I’d be curious to know where this notion that one has to have a suggestion of alternatives before expecting their specific, concrete criticisms (which, I will point out again, many of Buildbot’s own developers share) to be taken seriously.
It seems like there’s been a push in the industry towards this model of “If you don’t have a solution, you can’t complain,” which seems to me to not only be misguided, but just a method people who aren’t interested in hearing any (valid) criticisms use to shut people (with valid criticism) up.
preed, I wasn’t suggesting your complaints weren’t OK without a solution. I was assuming you’d given up hope and were about to tell us all about the better world elsewhere.
Asa,
My misunderstanding, then.
As I mentioned in this post, for resource-constrained teams, it’s very difficult to move to another system wholesale; I would never [advocate to] jeopardize the schedule of a release just so that continuous integration systems could be switched. Unfortunately, whenever I do need to make a change involving Buildbot, I’ve learned to inflate my estimates by a healthy multiplier, due mostly to the design inconsistencies I’ve discussed.
Footnote 3 in this post is very relevant: if Amber Yust (and, indeed, the Buildbot community) consider their system to be a platform on which one would create a continuous integration system, then it would be interesting if they were to consider a “BuildbotLite” or “BuildMiniBot” or some such, with much stricter integration points (and constraints).

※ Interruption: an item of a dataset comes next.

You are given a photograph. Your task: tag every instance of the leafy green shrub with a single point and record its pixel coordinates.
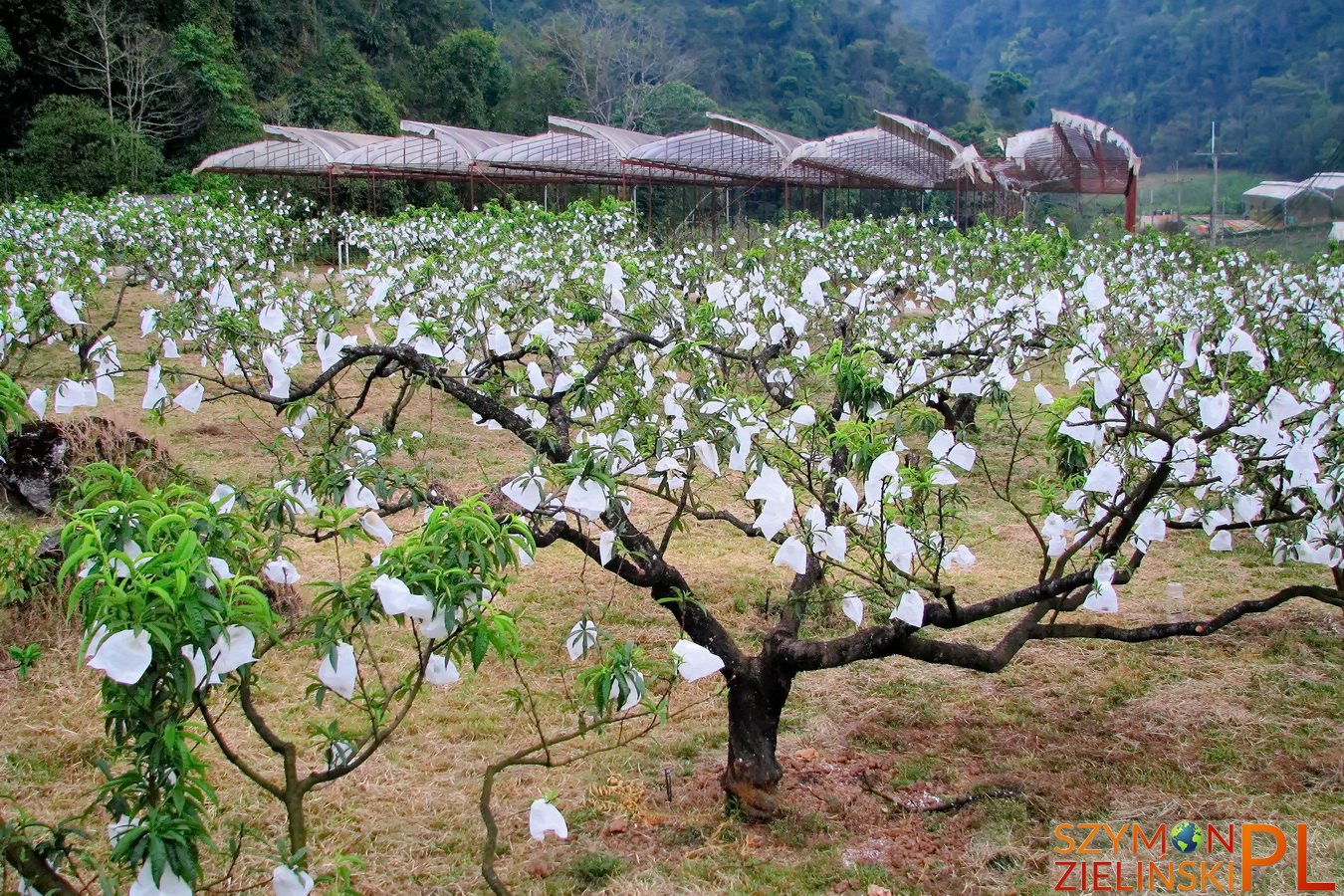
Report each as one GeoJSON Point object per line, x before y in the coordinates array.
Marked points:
{"type": "Point", "coordinates": [72, 145]}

If Buildbot’s community were able to solve some of the longstanding problems even they agree with (the builds-failing-when-a-slave-can’t-talk-to-its-master being the foremost among those), and were able to provide a version that, to use Yust’s words, is a “Just-add-water CI server,” I would be entirely happy to reconsider it.
FWIW, I did try to buy into Buildbot’s design in the beginning, and it certainly has some aspects that are better than, for instance, Tinderbox. But after being burned time after time after time, I couldn’t, in good conscience, ignore these design defects and propagate the “Buildbot is wonderful and has no problems”-line.

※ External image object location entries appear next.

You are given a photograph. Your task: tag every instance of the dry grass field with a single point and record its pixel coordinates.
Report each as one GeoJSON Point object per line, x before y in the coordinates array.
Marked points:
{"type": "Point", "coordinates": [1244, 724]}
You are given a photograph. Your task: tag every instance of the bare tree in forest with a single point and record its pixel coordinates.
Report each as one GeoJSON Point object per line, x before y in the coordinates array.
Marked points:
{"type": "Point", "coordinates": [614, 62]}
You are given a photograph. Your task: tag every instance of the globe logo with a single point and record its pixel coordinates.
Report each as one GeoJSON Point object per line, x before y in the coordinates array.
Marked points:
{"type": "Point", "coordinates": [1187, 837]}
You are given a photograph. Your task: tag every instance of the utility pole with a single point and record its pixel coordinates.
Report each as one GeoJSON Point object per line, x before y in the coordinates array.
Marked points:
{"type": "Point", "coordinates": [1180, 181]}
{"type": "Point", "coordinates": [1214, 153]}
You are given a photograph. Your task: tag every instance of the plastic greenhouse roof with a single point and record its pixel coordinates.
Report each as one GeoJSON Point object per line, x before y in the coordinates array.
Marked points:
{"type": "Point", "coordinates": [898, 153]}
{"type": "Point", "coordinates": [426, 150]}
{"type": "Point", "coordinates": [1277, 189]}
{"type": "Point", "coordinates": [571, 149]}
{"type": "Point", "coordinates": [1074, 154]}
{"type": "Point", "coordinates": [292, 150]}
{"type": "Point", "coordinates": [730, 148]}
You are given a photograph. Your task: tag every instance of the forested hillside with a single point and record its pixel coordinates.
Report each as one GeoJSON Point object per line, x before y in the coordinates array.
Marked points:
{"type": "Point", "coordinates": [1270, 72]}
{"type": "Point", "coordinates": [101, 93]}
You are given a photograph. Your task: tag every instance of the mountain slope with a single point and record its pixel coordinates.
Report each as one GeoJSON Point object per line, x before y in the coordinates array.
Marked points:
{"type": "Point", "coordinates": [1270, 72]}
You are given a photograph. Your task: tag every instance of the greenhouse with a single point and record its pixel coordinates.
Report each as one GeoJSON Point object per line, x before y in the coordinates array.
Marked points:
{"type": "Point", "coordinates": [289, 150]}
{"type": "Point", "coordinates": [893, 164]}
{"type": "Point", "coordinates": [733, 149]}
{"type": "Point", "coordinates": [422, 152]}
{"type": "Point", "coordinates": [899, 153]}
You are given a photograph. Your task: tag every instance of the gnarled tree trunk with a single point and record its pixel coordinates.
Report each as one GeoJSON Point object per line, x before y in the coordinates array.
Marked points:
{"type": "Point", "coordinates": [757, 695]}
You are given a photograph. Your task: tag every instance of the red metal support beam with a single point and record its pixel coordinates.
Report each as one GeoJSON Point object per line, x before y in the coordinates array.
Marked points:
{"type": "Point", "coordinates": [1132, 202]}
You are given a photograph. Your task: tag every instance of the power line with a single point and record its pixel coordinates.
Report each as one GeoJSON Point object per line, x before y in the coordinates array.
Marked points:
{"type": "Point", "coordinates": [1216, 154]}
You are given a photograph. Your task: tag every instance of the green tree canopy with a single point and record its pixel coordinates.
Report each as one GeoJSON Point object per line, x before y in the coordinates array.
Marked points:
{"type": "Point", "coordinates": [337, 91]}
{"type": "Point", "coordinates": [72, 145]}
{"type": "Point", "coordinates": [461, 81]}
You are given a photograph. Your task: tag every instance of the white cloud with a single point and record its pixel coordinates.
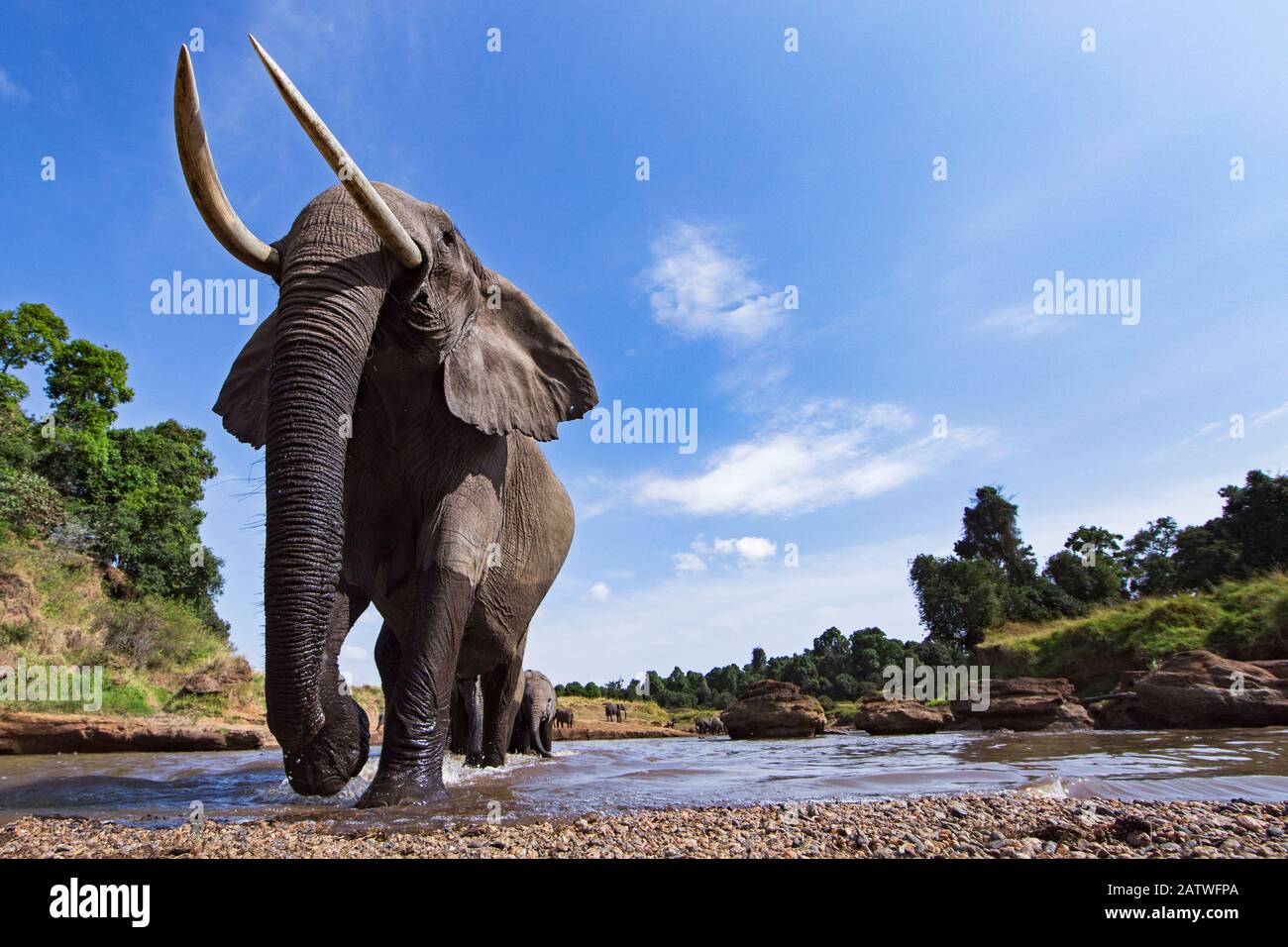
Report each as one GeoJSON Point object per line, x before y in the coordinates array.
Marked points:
{"type": "Point", "coordinates": [690, 562]}
{"type": "Point", "coordinates": [748, 548]}
{"type": "Point", "coordinates": [823, 455]}
{"type": "Point", "coordinates": [747, 551]}
{"type": "Point", "coordinates": [720, 618]}
{"type": "Point", "coordinates": [1021, 322]}
{"type": "Point", "coordinates": [700, 287]}
{"type": "Point", "coordinates": [12, 90]}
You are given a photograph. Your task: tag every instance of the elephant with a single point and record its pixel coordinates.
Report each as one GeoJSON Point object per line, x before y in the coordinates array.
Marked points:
{"type": "Point", "coordinates": [465, 728]}
{"type": "Point", "coordinates": [707, 724]}
{"type": "Point", "coordinates": [536, 715]}
{"type": "Point", "coordinates": [399, 389]}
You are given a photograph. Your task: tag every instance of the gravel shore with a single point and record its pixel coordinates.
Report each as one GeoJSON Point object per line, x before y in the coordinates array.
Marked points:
{"type": "Point", "coordinates": [969, 826]}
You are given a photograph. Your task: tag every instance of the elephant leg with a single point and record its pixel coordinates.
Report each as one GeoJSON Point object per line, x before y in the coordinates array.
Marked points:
{"type": "Point", "coordinates": [475, 707]}
{"type": "Point", "coordinates": [545, 744]}
{"type": "Point", "coordinates": [387, 659]}
{"type": "Point", "coordinates": [411, 759]}
{"type": "Point", "coordinates": [502, 689]}
{"type": "Point", "coordinates": [339, 750]}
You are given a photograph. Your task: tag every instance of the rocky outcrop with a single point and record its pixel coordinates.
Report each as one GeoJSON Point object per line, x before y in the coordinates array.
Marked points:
{"type": "Point", "coordinates": [774, 709]}
{"type": "Point", "coordinates": [1197, 689]}
{"type": "Point", "coordinates": [38, 733]}
{"type": "Point", "coordinates": [1026, 703]}
{"type": "Point", "coordinates": [892, 718]}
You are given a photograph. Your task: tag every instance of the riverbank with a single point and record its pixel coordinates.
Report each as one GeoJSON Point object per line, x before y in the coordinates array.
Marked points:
{"type": "Point", "coordinates": [964, 826]}
{"type": "Point", "coordinates": [27, 733]}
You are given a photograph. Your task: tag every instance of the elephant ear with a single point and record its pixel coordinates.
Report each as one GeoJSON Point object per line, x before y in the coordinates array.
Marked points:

As my initial blog post said, and indeed what was most surprising to me was, when I brought it up to others who’d worked with Buildbot, they surprisingly tended to agree with me more often than not.
In some sense, that’s what these posts are about: pointing out that there’s a lot of fan-person-dom about Buildbot, but there are some really important drawbacks, and to blindly switch to it within an environment based on its reputation has, apparently, bitten a lot of people. Some organizations have the manpower and time to tend to these wounds; for those who don’t, it leaves a nasty scar.

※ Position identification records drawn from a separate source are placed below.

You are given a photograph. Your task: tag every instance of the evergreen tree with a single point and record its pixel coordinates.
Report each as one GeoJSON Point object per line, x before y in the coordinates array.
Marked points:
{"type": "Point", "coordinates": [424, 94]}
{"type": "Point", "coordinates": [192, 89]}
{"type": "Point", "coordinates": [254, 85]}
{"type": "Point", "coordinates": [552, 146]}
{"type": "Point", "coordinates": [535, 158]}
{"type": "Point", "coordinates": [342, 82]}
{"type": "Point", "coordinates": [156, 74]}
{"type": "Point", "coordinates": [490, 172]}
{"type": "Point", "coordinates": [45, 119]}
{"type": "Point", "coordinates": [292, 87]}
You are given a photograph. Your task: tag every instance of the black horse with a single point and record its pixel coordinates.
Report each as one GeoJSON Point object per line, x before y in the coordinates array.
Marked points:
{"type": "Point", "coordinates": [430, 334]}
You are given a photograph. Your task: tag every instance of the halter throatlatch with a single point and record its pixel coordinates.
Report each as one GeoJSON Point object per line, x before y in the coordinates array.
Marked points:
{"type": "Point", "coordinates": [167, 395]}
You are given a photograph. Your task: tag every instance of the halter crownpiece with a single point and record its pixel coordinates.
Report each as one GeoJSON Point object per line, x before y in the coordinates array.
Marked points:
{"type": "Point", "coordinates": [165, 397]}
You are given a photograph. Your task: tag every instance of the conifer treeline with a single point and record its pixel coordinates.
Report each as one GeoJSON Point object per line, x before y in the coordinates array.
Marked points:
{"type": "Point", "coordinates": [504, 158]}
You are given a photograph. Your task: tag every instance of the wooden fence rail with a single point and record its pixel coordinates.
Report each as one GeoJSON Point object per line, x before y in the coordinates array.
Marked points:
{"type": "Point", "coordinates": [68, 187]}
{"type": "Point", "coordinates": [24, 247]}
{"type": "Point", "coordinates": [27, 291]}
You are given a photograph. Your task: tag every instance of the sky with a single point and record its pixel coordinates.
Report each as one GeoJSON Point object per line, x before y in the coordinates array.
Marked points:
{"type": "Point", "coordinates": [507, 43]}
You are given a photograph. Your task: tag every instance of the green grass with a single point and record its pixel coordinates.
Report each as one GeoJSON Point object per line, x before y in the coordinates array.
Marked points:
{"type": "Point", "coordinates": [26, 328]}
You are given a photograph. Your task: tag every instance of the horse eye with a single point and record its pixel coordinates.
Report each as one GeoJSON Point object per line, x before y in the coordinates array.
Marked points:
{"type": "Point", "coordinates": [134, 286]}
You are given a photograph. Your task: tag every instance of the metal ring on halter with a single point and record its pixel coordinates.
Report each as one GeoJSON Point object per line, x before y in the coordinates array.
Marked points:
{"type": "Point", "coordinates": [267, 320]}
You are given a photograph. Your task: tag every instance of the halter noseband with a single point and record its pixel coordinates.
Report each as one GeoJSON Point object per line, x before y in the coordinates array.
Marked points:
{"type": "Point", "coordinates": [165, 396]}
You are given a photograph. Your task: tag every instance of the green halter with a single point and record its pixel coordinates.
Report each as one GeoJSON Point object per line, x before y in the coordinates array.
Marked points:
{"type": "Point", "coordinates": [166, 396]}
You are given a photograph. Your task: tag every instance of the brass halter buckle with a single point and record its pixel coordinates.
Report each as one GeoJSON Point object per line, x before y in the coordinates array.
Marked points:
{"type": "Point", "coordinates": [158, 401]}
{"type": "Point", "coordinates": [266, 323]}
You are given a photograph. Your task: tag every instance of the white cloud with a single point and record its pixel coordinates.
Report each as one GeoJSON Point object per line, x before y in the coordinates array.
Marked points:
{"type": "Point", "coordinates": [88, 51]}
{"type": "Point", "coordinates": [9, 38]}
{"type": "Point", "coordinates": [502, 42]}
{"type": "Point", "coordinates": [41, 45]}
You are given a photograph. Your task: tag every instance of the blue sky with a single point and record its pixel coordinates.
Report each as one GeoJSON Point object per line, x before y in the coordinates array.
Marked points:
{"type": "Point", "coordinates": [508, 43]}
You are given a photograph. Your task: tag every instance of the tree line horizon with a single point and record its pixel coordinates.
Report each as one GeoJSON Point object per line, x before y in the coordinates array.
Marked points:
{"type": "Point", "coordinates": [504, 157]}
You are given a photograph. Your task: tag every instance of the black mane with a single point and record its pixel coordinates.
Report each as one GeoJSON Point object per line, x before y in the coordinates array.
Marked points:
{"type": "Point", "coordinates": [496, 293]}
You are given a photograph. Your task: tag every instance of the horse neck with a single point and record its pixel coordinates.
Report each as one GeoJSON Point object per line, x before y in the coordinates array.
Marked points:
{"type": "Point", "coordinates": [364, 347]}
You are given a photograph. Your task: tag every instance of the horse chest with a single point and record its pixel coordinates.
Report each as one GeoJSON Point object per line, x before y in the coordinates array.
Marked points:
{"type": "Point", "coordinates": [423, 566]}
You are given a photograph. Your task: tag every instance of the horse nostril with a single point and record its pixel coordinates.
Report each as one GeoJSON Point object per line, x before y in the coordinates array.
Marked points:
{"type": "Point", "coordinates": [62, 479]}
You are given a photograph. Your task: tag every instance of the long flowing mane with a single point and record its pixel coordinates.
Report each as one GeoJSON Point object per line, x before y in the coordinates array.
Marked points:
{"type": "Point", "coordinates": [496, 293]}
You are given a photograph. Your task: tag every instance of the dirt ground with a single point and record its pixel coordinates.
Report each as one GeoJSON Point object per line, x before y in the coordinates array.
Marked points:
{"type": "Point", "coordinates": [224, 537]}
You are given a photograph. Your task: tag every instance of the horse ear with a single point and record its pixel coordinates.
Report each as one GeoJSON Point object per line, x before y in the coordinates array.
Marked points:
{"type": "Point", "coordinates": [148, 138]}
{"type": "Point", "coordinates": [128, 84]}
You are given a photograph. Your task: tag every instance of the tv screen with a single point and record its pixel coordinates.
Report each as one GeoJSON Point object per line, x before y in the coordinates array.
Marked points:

I have a question: Would you still be so vehemently against Buildbot if it didn’t require persistent connections.
Hey Ben,
I believe the persistent connection issue is the most egregious of the poor design decisions, but I discuss some of the other items I consider to be bad in more depth in the previous post.
I spoke a little bit to what I’d like to see before seriously reevaluating Buildbot in my response to Asa above.
Frankly, I would also find it difficult to rely on a tool so core to my particular role when it is maintained by a community who apparently thinks it’s acceptable behavior to respond to issues others have either defensively (“That’s not what Buildbot was designed for!!”) or to level ad hominem attacks against them.
This may explain why it’s taken years to solve problems even the community itself agrees are problems.
For what it’s worth, I don’t generally consider “rant” a derogatory term – I use it to describe any act of expressing gripes about a particular thing. It’s perfectly credible (in my usage) to rant about something!
Amber,
Someone recently told me a saying used at their office, which I liked: it’s whining if you’re not goin to do anything about it and ranting if you are.
So I suppose under that criteria, this is a whine.
Having said that, I don’t think my assessment of your use of “rant” as a derogatory statement,(ultimately irrelevant to your argument) is unreasonable, given where you and your colleagues immediately went in IRC; maybe if the channel’s initial response hadn’t been a bunch of personal attacks, I wouldn’t have assessed the use of “rant” so negatively, and more as it was intended.